The number of genuinely economically independent service-providers (hereafter the ‘# nodes’) is a critical measure of the security and utility of virtually all decentralized networks. The modular services/apps hosted on Threshold Network are no exception. However, the # nodes network statistic is only discernible anecdotally/trustfully (i.e. not currently verifiable via consensus). Moreover, attempting to maximize the # nodes directly via the protocol remains an ill-advised strategy, lest the mechanism fall prey to Sybil-style manipulation. An often overlooked and measurable network statistic is the break-even collateral size – the minimum sum of tokens a service-provider must lock to avoid operating a loss at a given timestep. The volatility of the break-even collateral size, and how close it stays to the minimum collateral invariant, are major determinants of the theoretical number of service-providers that are capable of surviving and thriving as the backbone of a decentralized digital service.

Many protocols target a participation rate (percent of total circulating token supply locked as collateral) as a proxy for optimizing the # nodes, dividing a fixed reward ‘budget’ amongst a fluctuating array of active providers. Some go further by engineering a second-order variance via the nominal inflation rate (Cosmos, Livepeer, ETH2). Both these designs foster conditions that may actually further centralization trends over the medium/long-term. Elevated staking rates and correspondingly low yields do little to persuade deeper-pocketed service-providers to scale back capacity, but do
(a) debilitate non-Institutional (smaller) provider balance sheets
(b) increase the ‘subsidy hoarding’ payoff for those who can afford it.
The combination of dynamics (a) & (b) can engender detrimental feedback loops and widen the gap in fractional token/subsidy share between large and small. This wealth concentration trend eventually diminishes the # nodes. See Subsidization & Participation Bivariate Analysis notebook for a deep-dive on this issue, and the driving empirical evidence behind this proposal.

Stable Yield Mechanism

The proposed mechanism minimizes + stabilizes the break-even stake size by programmatically adjusting the nominal inflation rate – thereby targeting a minimum effective yield to all service-providers, independent of fluctuations in the participation rate or number of active providers from timestep-to-timestep. The mechanism confers economic sustainability by being greater than or equal to a minimum target rate, and encourages longer-term financial planning via lower variance in said rate. The Stable Yield is set to a target rate of 15% APY. This, along with other parameters, can and should be modified by the Threshold DAO to accommodate complementary reward models (e.g. buyback-and-distribute), or to tune the (now more variable) dilution burden placed on passive token-holders.

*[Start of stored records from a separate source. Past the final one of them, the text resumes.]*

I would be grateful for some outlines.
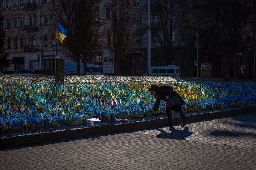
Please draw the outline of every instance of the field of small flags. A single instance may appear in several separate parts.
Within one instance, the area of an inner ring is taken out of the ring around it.
[[[153,80],[145,82],[55,85],[51,82],[28,82],[26,78],[12,84],[1,82],[0,132],[61,127],[80,119],[100,117],[111,121],[164,114],[163,102],[157,112],[151,113],[154,99],[148,91],[153,84],[161,84]],[[256,102],[255,83],[172,81],[167,84],[183,98],[185,112]]]

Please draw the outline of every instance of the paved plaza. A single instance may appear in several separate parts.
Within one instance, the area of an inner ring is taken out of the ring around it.
[[[0,150],[3,170],[256,170],[256,113]]]

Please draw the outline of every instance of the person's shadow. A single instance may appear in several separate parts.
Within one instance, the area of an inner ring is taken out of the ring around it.
[[[170,139],[172,139],[185,140],[185,138],[190,136],[193,132],[189,131],[188,127],[185,127],[183,130],[175,129],[172,126],[170,127],[170,133],[166,132],[164,130],[157,128],[157,130],[162,133],[156,136],[159,138]]]

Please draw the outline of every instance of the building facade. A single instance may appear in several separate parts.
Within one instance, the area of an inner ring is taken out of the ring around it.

Since non-institutional and smaller service-providers are adversely affected when participation rates are elevated – i.e. when yields are unsustainably low – the proposed mechanism only stabilizes the yield when participation is above a DAO-selected threshold. Below this threshold, the yield is inversely proportional to the staking rate, as is typical in prevailing reward mechanisms. This participation parameter is provisionally set to 50% of the circulating supply.

Context: The Prevailing 'Variable Incentive' Model

Proof-of-Stake (PoS) realizes Sybil resistance by exclusively allocating validation work, and corresponding compensation, to service-providers who have locked non-trivial sums of value (hereafter stakers). Game theoretic devices, which coordinate, mediate and penalize stakers, are built upon this eligibility prerequisite of provably committed capital. Heir apparent to energy-inefficient predecessors, Proof-of-Stake protocols have recently come under increasing academic scrutiny – including the mechanisms which incentivize staker participation, and the long-term economic outcomes of flawed reward allocation functions in particular. PoS rewards are typically generated by minting new units of the network’s native token and distributing them exclusively to active stakers. This implies that the reward's value is contrived via the dilution of token holdings belonging to non-recipients. The percentage that the circulating token supply is expected to grow per year, through the issuance of new tokens as rewards, is commonly referred to as the nominal inflation rate (I_nom).

The central focus of this study is what we describe as the variable incentive model. At any given instance of reward generation and issuance, the size of the reward received by any one staker (and their delegators) varies based on the percentage of tokens staked out of the entire supply in that instance – the staking rate (S_rate). The staking rate reflects the total capital commitment to the network by stakers (including tokens committed indirectly by delegators), and ostensibly, the total capacity for service provision. Since tokens distributed as rewards are not immune from dilutionary effects, calculating the 'true' value of the reward must also take this into account. We may now construct an expression for a reward's true value in a given instance, referred to as the real yield (Y_real). The real yield can be summarized as the annualized percentage growth of an arbitrary staked holding of tokens, that has been modified, via the equation below, to reflect its true value at each timestamp.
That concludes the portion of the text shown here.